This past week, the family went to see the movie Happy Feet, starring Elijah Wood and about six Robin Williamses. The kids liked it well enough, which I suppose being kids and this being an animated feature kind of stands to reason. I thought the penguins were cute, although the music didn't really do that much for me (except for when they broke out in Boogie Wonderland; I may be a child of the '80s, but I was born in the '70s). The one thing I definitely could've done without was being beat over the head with a thick, heavy, blunt instrument with an environmental message tied to it. Yes, much thicker and heavier than the one used by Star Trek IV.
The finer details of their message were still a little unclear. Yes, humans taking all the fish leaves the penguins to starve. Indiscriminate fishing = endangering wildlife. I got that. (Oh yeah, and throw in a little pollution/littering statement for good measure.) But are they saying humans only care about creatures if they do something cute and silly? Or maybe it was simply the cute and silly that got their attention to the existing problem. I think perhaps the dancing theme in the entertaining part of the movie confused their environmentalist message.
There was another message there, too, that may not have been tied to as big of a blunt instrument, but it was still there.
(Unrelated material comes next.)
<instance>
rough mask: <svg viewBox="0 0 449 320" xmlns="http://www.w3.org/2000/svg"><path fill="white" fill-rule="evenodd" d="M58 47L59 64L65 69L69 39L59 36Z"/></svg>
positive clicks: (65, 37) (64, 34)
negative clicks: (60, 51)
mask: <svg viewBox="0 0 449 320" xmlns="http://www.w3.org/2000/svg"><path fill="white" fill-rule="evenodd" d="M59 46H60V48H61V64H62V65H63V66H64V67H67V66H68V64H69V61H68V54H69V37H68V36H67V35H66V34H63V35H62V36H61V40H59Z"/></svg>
When Mumble (methinks Dad got dropped as an egg as well to come up with that name) tries to tell the penguins what is going on, he is cast out by the leaders, who refuse to listen rather than blindly follow their faith in the Great 'Guin. I suppose I'm being a little overly-sensitive -- after all, there's a difference between religious faithful and blind religious fundamentalism, and these characters were clearly of the latter -- but I get a little bothered by the anti-religious movement, probably because it's too often I see the anti-religious use fundamentalist whackos as a springboard to attack all religion. And that annoys me even more, because I do think fundamentalists (including those in this movie) could stand a good hard hit to the head with a thick, heavy, blunt instrument.